William G. Tapply

Author

  • Born: July 16, 1940
  • Birthplace: Waltham, Massachusetts
  • Died: July 28, 2009
  • Place of death: Hancock, New Hampshire

Biography

William G. Tapply was born in Waltham, Massachusetts, on July 16, 1940. Tapply’s father was a writer for Field and Stream, where he wrote a column, “Tap’s Tips,” providing advice for the outdoorsman. Tapply graduated from Amherst College in 1962 with a degree in American studies and married Alice Knight. He continued his education at Harvard University, receiving a degree in social studies in 1963. Following his divorce from Knight in 1966, Tapply resumed his education at Tufts University, where he received a Travelli fellowship.

In 1970, Tapply married Cynthia Ehrgott and the couple had three children, two daughters and a son. Tapply took a job as a housemaster at Lexington High School, where he taught history until 1987. While at the high school, Tapply began writing, though he had never taken a writing class other than freshmen English. His first credits included articles in Sports Illustrated and Newsweek. Tapply’s second attempt at a novel, Death at Charity’s Point, was published by Scribner’s in 1984.
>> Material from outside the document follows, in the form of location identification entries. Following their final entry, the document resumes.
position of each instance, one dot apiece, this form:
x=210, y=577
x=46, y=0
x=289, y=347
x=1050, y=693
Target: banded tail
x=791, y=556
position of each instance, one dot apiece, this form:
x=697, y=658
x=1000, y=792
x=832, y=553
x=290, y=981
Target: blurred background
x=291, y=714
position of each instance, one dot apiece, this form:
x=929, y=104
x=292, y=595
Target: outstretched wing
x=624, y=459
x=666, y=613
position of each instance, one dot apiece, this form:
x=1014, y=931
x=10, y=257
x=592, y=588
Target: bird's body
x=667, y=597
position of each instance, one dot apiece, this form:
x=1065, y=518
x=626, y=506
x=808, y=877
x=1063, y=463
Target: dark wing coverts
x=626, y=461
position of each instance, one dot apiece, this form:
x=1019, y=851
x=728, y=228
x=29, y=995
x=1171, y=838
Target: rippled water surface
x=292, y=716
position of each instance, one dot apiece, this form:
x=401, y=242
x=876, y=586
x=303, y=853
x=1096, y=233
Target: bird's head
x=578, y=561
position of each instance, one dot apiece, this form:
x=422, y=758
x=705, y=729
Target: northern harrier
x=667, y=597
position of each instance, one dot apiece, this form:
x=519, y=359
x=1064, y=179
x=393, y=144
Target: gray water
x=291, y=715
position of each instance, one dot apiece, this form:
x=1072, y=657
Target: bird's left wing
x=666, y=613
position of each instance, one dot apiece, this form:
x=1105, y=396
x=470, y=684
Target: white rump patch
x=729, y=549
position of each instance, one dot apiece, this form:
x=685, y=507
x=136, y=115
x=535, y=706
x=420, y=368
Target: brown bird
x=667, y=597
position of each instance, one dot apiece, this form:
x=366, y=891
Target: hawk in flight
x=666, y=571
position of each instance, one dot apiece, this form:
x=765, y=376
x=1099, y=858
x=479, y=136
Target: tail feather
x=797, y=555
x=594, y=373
Since then, Tapply has written twenty-one novels about Boston lawyer Brady Coyne along with a guide to writing detective fiction and more than four hundred magazine articles. In 2005, he lived in Hancock, New Hampshire, was a professor of English, teaching writing, at Clark University in Worcester, Maine. He also was a contributing editor of Field and Stream. He and his third wife, novelist Vicki Stiefel, ran The Writers Studio at Chickadee Farm.